El bárbaro asintió. Las féminas de su tribu, notorias por su carácter salvaje, se mostraban a menudo tentadas de cometer actos parecidos, y el robusto mensajero recomendó al general que, en cuanto atrapara a la prófuga, le rapara la cabeza en castigo a su desobediencia. El enano quedó perplejo al oír tales historias de deslealtad, dado que las hembras de su raza antes se rasurarían las sagradas patillas que abandonar casa y esposo. Pero estaba entre humanos. No cabía esperar sino reacciones absurdas.

Los dos enviados desearon a Caramon un feliz desenlace y se dispusieron a disfrutar de las amplias provisiones de cerveza. Aliviado por su comprensiva actitud, el general corrió en busca de Garic a fin de cerciorarse de que le había ensillado un caballo y lo tenía a su disposición.
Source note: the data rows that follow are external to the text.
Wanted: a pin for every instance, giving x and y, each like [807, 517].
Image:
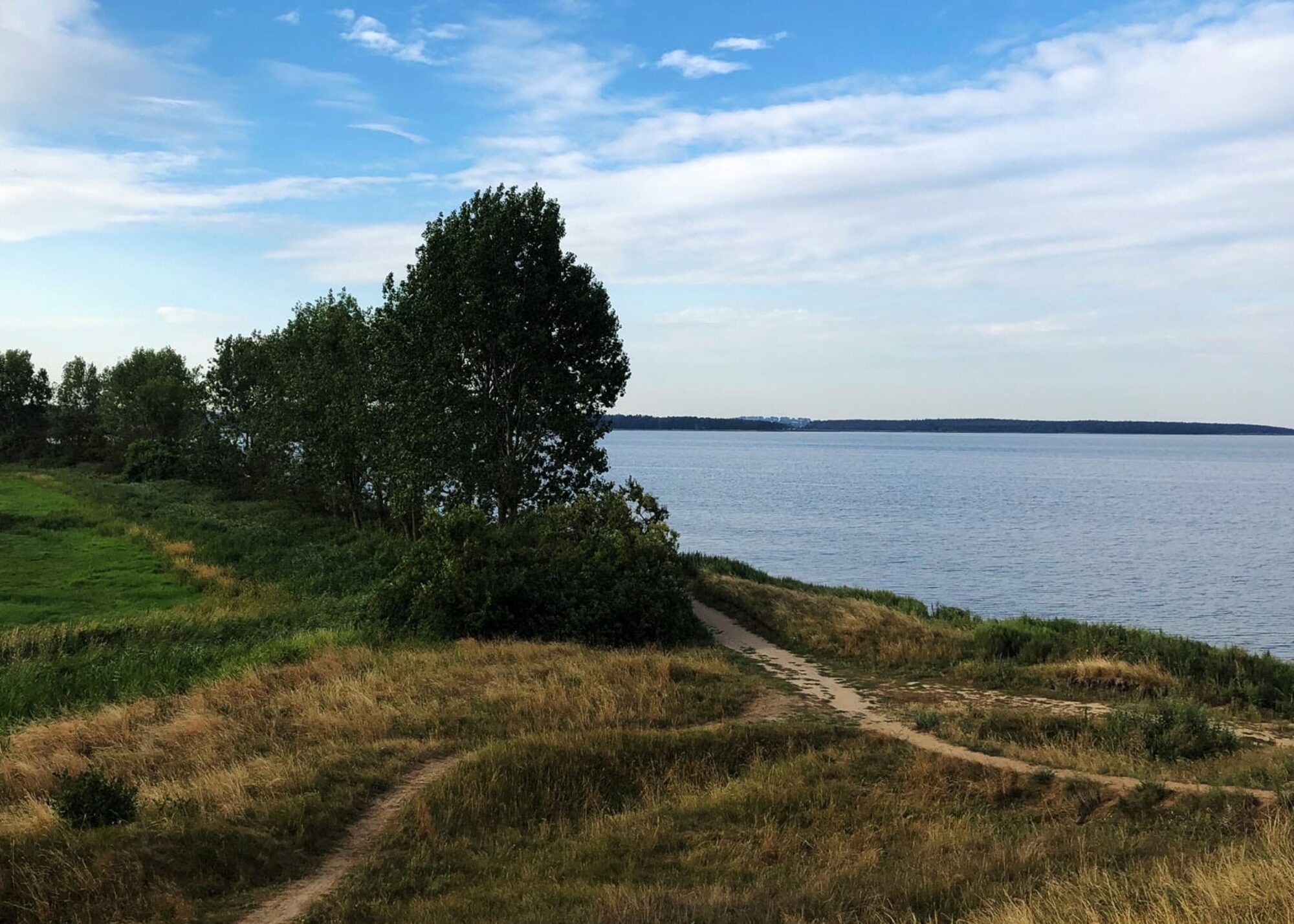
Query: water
[1192, 535]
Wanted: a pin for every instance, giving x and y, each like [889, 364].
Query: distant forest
[962, 425]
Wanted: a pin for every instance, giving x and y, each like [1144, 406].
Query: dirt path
[294, 899]
[809, 677]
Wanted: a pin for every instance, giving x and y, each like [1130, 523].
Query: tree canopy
[505, 355]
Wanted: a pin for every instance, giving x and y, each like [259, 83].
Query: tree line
[483, 379]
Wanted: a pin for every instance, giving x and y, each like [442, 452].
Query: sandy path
[294, 899]
[809, 677]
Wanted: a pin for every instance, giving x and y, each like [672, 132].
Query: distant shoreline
[967, 425]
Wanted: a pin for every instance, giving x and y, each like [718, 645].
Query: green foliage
[77, 424]
[152, 395]
[323, 404]
[730, 566]
[1170, 731]
[1214, 676]
[94, 800]
[24, 403]
[503, 357]
[152, 461]
[604, 570]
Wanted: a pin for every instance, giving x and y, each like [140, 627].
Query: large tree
[24, 403]
[77, 426]
[151, 395]
[322, 404]
[503, 357]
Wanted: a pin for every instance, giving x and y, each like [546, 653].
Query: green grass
[63, 562]
[848, 628]
[93, 615]
[791, 824]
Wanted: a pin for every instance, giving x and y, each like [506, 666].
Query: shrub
[732, 567]
[152, 461]
[94, 800]
[1170, 731]
[604, 570]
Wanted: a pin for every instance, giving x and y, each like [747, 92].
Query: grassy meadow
[235, 680]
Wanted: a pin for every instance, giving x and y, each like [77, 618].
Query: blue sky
[826, 209]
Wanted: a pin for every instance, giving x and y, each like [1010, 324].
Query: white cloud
[698, 65]
[49, 191]
[332, 89]
[390, 130]
[373, 36]
[543, 78]
[740, 43]
[362, 254]
[174, 315]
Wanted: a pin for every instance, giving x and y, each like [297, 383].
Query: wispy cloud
[331, 89]
[698, 65]
[740, 43]
[177, 315]
[390, 130]
[373, 34]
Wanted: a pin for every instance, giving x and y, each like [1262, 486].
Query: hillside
[237, 684]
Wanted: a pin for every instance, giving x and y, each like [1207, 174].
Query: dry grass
[244, 782]
[835, 626]
[750, 824]
[1104, 674]
[1247, 883]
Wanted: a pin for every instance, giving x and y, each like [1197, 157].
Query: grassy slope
[1018, 654]
[601, 790]
[63, 561]
[275, 587]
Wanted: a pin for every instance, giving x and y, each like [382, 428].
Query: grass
[791, 824]
[259, 716]
[64, 561]
[243, 784]
[248, 583]
[1076, 659]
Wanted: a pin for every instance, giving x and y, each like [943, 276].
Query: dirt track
[808, 677]
[293, 900]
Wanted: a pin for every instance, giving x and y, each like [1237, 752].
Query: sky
[856, 209]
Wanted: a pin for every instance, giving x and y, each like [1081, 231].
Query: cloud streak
[698, 65]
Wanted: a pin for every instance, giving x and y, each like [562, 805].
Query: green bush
[94, 800]
[1170, 731]
[732, 567]
[602, 570]
[152, 461]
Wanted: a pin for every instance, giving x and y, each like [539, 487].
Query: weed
[94, 800]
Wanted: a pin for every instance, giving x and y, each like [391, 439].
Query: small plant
[1143, 799]
[94, 800]
[151, 461]
[928, 720]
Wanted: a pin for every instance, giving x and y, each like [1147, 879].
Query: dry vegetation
[1245, 883]
[763, 824]
[1108, 674]
[244, 782]
[852, 628]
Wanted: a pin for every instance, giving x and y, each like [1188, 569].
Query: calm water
[1192, 535]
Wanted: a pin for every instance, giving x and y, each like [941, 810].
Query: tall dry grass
[245, 782]
[835, 626]
[1245, 883]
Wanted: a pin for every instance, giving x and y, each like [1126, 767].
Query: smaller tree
[24, 406]
[240, 386]
[77, 426]
[152, 395]
[323, 408]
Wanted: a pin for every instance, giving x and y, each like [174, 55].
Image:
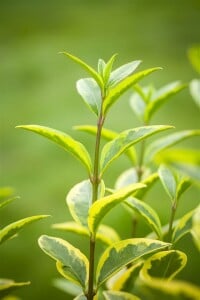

—Hemos descubierto su rastro, general —anunció el joven caballero—. Tomó la ruta del norte, por un angosto sendero que se interna en el bosque. Monta un corcel muy rápido. Debo admitir que supo seleccionar uno de los mejores —añadió sin ocultar su admiración—. Aun así, no creo que llegue lejos antes de que la alcances.

—Gracias, Garic —dijo el hombretón mientras se encaramaba a la grupa del equino—. ¿Qué significa esto? —vociferó, mudando su tono al percatarse de que había otro preparado—. He manifestado con total claridad mi propósito de ir solo...

—He resuelto acompañarte, hermano —declaró alguien en la penumbra.

El guerrero dio media vuelta en el instante mismo en que el archimago salía de su tienda, ataviado con su negra capa y las botas que solía calzarse en las largas expediciones. Caramon gruñó en franco desacuerdo, mas Garic se hallaba ya junto al intruso para, solícito y respetuoso, ayudarle a montar sobre su animal preferido, una criatura de pelambre azabache y nervio vivo. Sabedor de que su gemelo no se atrevería a vituperarle en presencia de sus hombres, Raistlin exhibió ante él una mueca irónica y subrayó su triunfo mediante los destellos maléficos que arrancaba el sol de los arcanos espejos de sus pupilas.

—No debemos entretenernos, el tiempo apremia —rezongó el general cuya cólera, pese a su esfuerzo en disimularla, era patente—. Garic, quedarás al mando hasta mi regreso. Cuida de que se agasaje a los huéspedes y ordena a los campesinos que reanuden sus prácticas en el campo de adiestramiento. Han de clavar sus lanzas en los muñecos de paja, no hacerse cosquillas entre ellos.

—Me ocuparé de todo, señor —respondió el aludido, con grave ademán, saludándolo a la manera tradicional de su Orden.

El recuerdo de Sturm Brightblade surcó como un relámpago la mente del hombretón y, con él, afloraron imágenes de su juventud, de los días en que su hermano y él viajaban al lado de sus amigos, de Tanis, Flint y el propio Sturm. Temeroso de delatar la emoción que lo embargaba, azuzó a su caballo y se alejó presto del campamento.